Hackers obtain employee W-2 Forms for filing fraudulent tax returns that seek big refunds. These phishing emails arrive typically around the time firms have issued W-2s to their employees.
“A W-2 email phishing scam can have a devastating impact on a business and its employees,” warn attorneys Mary Costigan and Joseph J. Lazzarotti of the Jackson Lewis law firm.
The way the scam works: An email message is sent to an HR or accounting department employee, presumably from a higher-up. Both the “To” and “From” email addresses are legitimate internal addresses, as are the sender and recipient names.
The fake email asks the employee to forward the company’s W-2 forms, or related tax data, to the sender. This request aligns with the job responsibilities of both the employee and the supposed internal sender.
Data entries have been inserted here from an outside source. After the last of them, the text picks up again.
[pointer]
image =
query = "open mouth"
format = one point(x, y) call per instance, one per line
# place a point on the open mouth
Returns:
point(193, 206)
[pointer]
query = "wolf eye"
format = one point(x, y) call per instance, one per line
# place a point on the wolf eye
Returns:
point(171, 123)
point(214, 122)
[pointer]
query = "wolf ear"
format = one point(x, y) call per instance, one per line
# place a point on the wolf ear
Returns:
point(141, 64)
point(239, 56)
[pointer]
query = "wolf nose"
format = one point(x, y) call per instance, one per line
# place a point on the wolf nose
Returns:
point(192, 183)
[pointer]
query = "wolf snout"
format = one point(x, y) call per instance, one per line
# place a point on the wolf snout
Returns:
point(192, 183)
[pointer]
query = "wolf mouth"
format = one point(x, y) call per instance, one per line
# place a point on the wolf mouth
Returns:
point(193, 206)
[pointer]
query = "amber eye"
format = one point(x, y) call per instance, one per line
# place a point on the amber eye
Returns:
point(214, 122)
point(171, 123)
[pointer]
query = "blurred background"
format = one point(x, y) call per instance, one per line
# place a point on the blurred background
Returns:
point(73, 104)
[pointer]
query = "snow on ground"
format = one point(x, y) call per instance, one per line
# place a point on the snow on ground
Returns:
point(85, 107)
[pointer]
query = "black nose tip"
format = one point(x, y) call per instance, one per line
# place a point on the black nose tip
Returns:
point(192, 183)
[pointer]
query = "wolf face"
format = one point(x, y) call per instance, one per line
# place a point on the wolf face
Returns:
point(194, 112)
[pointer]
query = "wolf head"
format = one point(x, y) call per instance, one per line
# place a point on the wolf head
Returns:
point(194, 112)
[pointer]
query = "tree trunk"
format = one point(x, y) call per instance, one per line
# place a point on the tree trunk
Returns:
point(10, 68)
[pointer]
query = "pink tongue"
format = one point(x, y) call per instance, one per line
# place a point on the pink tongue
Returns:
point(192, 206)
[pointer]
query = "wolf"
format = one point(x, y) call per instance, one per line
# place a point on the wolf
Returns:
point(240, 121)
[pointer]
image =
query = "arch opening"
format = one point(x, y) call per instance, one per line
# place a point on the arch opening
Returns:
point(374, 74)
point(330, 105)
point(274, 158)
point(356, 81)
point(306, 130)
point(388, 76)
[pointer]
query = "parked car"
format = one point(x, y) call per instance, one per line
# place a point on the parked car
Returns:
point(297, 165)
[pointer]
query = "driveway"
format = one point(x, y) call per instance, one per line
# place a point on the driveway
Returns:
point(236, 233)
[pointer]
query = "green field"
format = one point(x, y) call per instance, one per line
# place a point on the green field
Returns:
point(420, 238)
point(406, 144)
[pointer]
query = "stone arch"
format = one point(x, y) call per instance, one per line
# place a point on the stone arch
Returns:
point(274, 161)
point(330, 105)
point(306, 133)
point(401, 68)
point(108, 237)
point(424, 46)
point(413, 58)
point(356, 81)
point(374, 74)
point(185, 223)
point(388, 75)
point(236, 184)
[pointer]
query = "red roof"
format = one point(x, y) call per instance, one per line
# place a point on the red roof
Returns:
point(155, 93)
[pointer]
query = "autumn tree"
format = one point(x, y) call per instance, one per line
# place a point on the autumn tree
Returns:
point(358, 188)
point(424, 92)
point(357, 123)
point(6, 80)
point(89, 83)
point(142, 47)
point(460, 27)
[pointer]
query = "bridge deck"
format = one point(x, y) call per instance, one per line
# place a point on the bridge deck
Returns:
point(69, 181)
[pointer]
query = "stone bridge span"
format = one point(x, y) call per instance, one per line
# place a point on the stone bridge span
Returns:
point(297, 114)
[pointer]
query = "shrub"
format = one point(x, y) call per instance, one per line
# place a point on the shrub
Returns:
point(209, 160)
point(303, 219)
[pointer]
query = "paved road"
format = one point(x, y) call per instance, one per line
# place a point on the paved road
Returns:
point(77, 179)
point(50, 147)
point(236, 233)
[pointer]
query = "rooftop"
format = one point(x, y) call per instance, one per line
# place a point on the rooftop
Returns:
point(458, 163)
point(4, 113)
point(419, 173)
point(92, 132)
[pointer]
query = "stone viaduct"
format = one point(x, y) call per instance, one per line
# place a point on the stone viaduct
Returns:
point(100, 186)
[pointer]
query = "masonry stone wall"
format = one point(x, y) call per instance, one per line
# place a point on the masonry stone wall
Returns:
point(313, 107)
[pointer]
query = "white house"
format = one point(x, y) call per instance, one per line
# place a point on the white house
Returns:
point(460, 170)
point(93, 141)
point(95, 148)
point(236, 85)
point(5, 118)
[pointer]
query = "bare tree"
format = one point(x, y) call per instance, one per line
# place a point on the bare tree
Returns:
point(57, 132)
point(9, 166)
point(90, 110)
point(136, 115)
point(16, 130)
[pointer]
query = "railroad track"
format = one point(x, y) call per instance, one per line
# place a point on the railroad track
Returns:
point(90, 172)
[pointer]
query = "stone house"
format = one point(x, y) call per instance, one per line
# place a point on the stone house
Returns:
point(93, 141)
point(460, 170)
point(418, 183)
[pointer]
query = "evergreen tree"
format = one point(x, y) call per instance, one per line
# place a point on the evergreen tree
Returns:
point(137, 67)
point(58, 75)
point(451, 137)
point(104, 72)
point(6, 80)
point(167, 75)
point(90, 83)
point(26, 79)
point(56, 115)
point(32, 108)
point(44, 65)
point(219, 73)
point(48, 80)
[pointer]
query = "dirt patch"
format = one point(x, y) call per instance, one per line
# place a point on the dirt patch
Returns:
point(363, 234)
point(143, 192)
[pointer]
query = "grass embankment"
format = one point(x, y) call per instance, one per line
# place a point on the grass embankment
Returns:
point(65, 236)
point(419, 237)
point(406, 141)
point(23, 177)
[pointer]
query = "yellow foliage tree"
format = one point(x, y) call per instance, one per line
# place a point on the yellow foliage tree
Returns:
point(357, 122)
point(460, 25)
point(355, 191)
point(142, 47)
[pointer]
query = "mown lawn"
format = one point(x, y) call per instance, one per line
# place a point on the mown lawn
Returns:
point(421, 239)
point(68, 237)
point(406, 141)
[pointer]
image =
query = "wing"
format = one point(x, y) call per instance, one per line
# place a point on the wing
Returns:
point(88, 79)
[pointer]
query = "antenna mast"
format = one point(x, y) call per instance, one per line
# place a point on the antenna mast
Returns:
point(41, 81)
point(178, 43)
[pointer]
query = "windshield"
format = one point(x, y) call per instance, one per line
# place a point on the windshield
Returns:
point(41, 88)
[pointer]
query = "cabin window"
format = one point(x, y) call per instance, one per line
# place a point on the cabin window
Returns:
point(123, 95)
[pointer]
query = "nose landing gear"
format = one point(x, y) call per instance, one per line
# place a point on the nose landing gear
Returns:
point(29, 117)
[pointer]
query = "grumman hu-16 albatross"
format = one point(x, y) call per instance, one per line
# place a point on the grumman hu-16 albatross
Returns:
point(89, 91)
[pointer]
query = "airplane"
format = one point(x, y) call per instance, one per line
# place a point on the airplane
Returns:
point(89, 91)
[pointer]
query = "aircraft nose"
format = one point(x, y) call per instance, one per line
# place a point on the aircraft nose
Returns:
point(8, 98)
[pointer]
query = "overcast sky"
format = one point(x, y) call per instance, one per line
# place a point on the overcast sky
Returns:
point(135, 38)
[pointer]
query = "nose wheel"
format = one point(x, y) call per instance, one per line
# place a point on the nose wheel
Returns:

The employee relies on the accuracy of the sender email address, coupled with the sender’s job title and role, and forwards the confidential W-2 information. The information actually ends up going to the criminal’s hidden email address.
“If successful, the cyber-criminal obtains a trove of sensitive employee data that can include names, addresses, salary information, social security numbers, as well as employer information needed for tax filings,” the attorneys explain.
The information is used to file fake individual tax returns to generate fraudulent tax refunds, or it’s sold on the Dark Web to identity thieves.
The attorneys remind employers that experts say the best defense is employee awareness. This includes ongoing security awareness training for all levels of employees, simulated phishing exercises, internal procedures for verifying transfers of sensitive information, and reducing the posting of personal information online.